SOUTH FULTON, Ga. - Help is not far from the patients involved in Thursday's Atlanta-area wreck.

Not only is it coming from area churches, like the Kingdom of God International Ministry which welcomed families as a reunification point Thursday evening, but it is also coming from The Red Cross of Georgia.

The organization's disaster action team deployed to help the victims. Volunteers mobilized quickly, from American Red Cross mental health professionals, to those with nursing backgrounds and case workers.

Sherry Nicholson, Red Cross of Georgia Spokeswoman, said of the victims, "Of course they were in shock a little bit and not sure what happened next. But the Red Cross is here to say we are here with you."

They noticed something special about the group from Madison County.

"My general impression is this is a very faith filled, resilient group of people who definitely were grateful for the support of this community but fell heavily on their faith to help get them through this tragedy," said Nicholson.

Nicholson said it is scary to be involved in a crash, or trauma, and then also be stuck miles from home without knowledge of resources. That's why the American Red Cross steps in.

"I would say their need is emotional support. I think it does a lot for any disaster survivor," said Nicholson.

Endsley Real, Mental Health Professional and Red Cross volunteer, further explained: "Our role is to let them know the response they are having is absolutely typical and they are going to be resilient."

The disaster action team met with patients Friday to assess their needs, both tangible and intangible.

"We provided assistance for lodging.
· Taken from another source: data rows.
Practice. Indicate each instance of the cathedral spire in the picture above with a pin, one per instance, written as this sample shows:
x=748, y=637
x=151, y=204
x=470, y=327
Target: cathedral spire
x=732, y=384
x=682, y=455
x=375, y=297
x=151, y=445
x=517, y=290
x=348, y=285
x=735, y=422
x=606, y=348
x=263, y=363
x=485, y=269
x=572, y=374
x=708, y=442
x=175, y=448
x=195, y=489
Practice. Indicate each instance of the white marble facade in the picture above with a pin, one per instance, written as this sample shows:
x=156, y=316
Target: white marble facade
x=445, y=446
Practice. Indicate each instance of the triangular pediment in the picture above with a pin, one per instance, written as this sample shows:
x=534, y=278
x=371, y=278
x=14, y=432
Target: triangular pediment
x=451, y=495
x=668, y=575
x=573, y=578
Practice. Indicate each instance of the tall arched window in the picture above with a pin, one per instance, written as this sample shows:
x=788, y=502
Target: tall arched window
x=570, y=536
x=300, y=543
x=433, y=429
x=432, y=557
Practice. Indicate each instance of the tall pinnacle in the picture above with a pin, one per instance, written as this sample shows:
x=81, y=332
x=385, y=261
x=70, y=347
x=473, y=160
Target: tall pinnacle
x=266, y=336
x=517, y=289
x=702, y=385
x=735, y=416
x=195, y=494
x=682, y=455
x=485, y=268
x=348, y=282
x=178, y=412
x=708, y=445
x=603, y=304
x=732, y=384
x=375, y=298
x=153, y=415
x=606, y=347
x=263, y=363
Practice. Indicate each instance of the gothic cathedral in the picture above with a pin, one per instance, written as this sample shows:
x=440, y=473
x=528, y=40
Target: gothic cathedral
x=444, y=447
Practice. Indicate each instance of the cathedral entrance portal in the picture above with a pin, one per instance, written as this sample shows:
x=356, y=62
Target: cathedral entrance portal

And for some incidentals like a meal out or gasoline expense. Just some financial assistance that is meant to be just bridging the gap," explained Nicholson.

Jim Tudor, Disaster Action Team Caseworker, followed, "Some things were as mundane as helping them find their luggage." He said their main job is to listen to the patients and their families, then figure out what to do to get them what they need.

But support is also within Fulton County and South Fulton.

South Fulton is a new city, put to the test by this bus crash.

"We've been a city now for less than 2 months, but I saw what we can do when challenges like this come. We can bind together to help our friends and neighbors in times of need," explained South Fulton Mayor Bill Edwards. "I think the cities of South Fulton and the city of Huntsville will be joined immeasurably from now on, because we share a tragic incident."